Solar arrays create novel environments that uniquely alter plant responses

Abstract

Globally, the combustion of fossil fuels represents the vast majority of greenhouse gas emissions, and as such, a transition to renewable forms of energy provides the greatest potential for mitigating climate warming. Although solar photovoltaic energy generation is a leading climate solution, these energy facilities have a significant spatial footprint. Naturally, concerns regarding the coexistence of solar development in agriculturally productive and pristine native ecosystems remain. This study offers insight for how plants respond to novel environmental conditions within a solar array and contextualizes results to inform future array siting, design, and management to realize a sustainable solar energy future. Photovoltaic (PV) solar arrays impose dynamic shading regimes and redistribute precipitation to the ecosystems beneath, leading to spatial and temporal heterogeneity in plant growth environments. Although PV are known to alter ecosystem‐level processes in managed and native landscapes, the control of PV‐induced microenvironments on plant ecophysiological responses are largely unexplored. A more robust and mechanistic understanding of how PV microenvironments control plant response will inform management of existing solar arrays and provide insight for future arrays designed to enhance ecosystem services. Here, we evaluated carbon (photosynthetic parameters) and water relations (daily patterns of leaf water potential (ψL) and stomatal conductance (gsw)) in a C3 perennial grass (Bromus inermis) across PV microsites within a 1.6 ha (1.2 MW) array in semiarid Colorado, USA. Light‐saturated photosynthetic rate was surprisingly consistent spatially, not differing between plants growing in near full sun (between PV rows) versus those growing in shadier microsites beneath panels (~28% of full sunlight).
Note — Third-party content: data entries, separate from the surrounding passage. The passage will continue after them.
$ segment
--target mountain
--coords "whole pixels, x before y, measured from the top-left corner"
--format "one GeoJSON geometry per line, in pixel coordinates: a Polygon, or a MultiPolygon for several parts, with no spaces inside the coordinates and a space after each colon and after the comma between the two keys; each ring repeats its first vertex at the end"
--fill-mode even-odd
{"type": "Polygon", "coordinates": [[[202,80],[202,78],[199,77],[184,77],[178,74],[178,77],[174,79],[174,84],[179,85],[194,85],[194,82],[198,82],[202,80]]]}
Additionally, plants located in microsites receiving only direct sunlight in the morning, when air temperature and vapor pressure deficits (VPD) were low, had greater ψL and gsw than plants receiving direct sunlight primarily in the hotter drier afternoon. Thus, while soil moisture is a primary control of plant productivity in most water‐limited grasslands, we found that VPD was a better predictor of daily patterns of leaf‐level photosynthetic and water relations responses that control aboveground biomass production in a PV array. These findings provide new mechanistic insight for evaluating vegetation management strategies in semiarid PV arrays.